Apollo 8 Ay'ın etrafında ilk defa dönerek Dünya'nın fotoğrafını bize ilk gönderen uzay aracı oldu. Bu fotoğrafın iki açıdan büyük önemi var. Öncelikle bu fotoğraf modern çevre hareketini ateşleyen bir görüntü oluşturmuştur. Ama belki daha da önemlisi bu fotoğrafı Dünya'ya gönderebilmek için Dünya'dan bu fotoğrafın çekilebileceği kadar uzaklaşmak gerekiyordu. Bu da Amerikalıların gerçekten aya gitmiş olduklarını kanıtlıyordu Sıra Apollo 11e geldiğinde artık Amerikalılar ayın yüzeyine inmeye hazırdılar. Amerikalıların Apollo 11’den yaptıkları saatler süren televizyon yayını bugün Amerikalıların aya inmemiş olduklarını iddia eden çoğu kişinin iddialarını dayandırdıkları noktadır. Ancak unutulmaması gereken, tüm bu televizyon sinyalinin Aydan bize geldiği ve aynı zamanda Ruslar tarafından da izlenmiş olduğudur. Yani Ruslar televizyon görüntülerini Amerikan kanallarından değil Ay'a doğru tuttukları antenlerinden de elde edebiliyorlardı.

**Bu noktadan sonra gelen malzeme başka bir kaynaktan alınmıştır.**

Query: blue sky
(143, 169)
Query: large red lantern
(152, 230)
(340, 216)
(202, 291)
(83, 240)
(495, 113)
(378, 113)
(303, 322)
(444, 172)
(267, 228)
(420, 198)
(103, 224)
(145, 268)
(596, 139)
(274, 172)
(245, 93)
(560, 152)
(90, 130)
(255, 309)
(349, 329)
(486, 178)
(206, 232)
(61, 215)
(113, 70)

İlginç değil mi sizce? Uzay savaşında yenilmiş olan taraf Amerikalıların Ay’a inmiş olduklarını kabul ediyor ama kazanan taraftaki Amerikalılar konuya şüpheyle yaklaşıyor.

Bu problemi bir diğer tarafına bakacak olursak, diyelim ki Amerikalılar Ay'a gitmediler ve Rusları ve diğer ulusları kandırmak için bunların tamamını bir stüdyoda film olarak çektiler. Canlı yayında gösterilecek ve kesinlikle hatasız ve inandırıcı olması gereken bu filmi çekebilmek için yüzlerce kişinin çalışması gerekir. Siz bugüne kadar hiç “o filmin yapımında çalışmıştım diyen birini gördünüz mü? Yapımında yüzlerce kişinin çalışmış olduğu bir film hakkında mutlaka birkaç kişi “ben burada çalışmıştım lafını ağzından kaçırmış olurdu. Hadi diyelim ki duyulmasın diye bunların hepsini öldürdünüz. Ama o zaman da benim yakınlarım bir filmin yapımında çalışıyordu, sonra da ortadan kayboldu diyecek pek çok kişi bulunurdu. Dolayısıyla böyle bir filmin yapımı da kolay kolay değil.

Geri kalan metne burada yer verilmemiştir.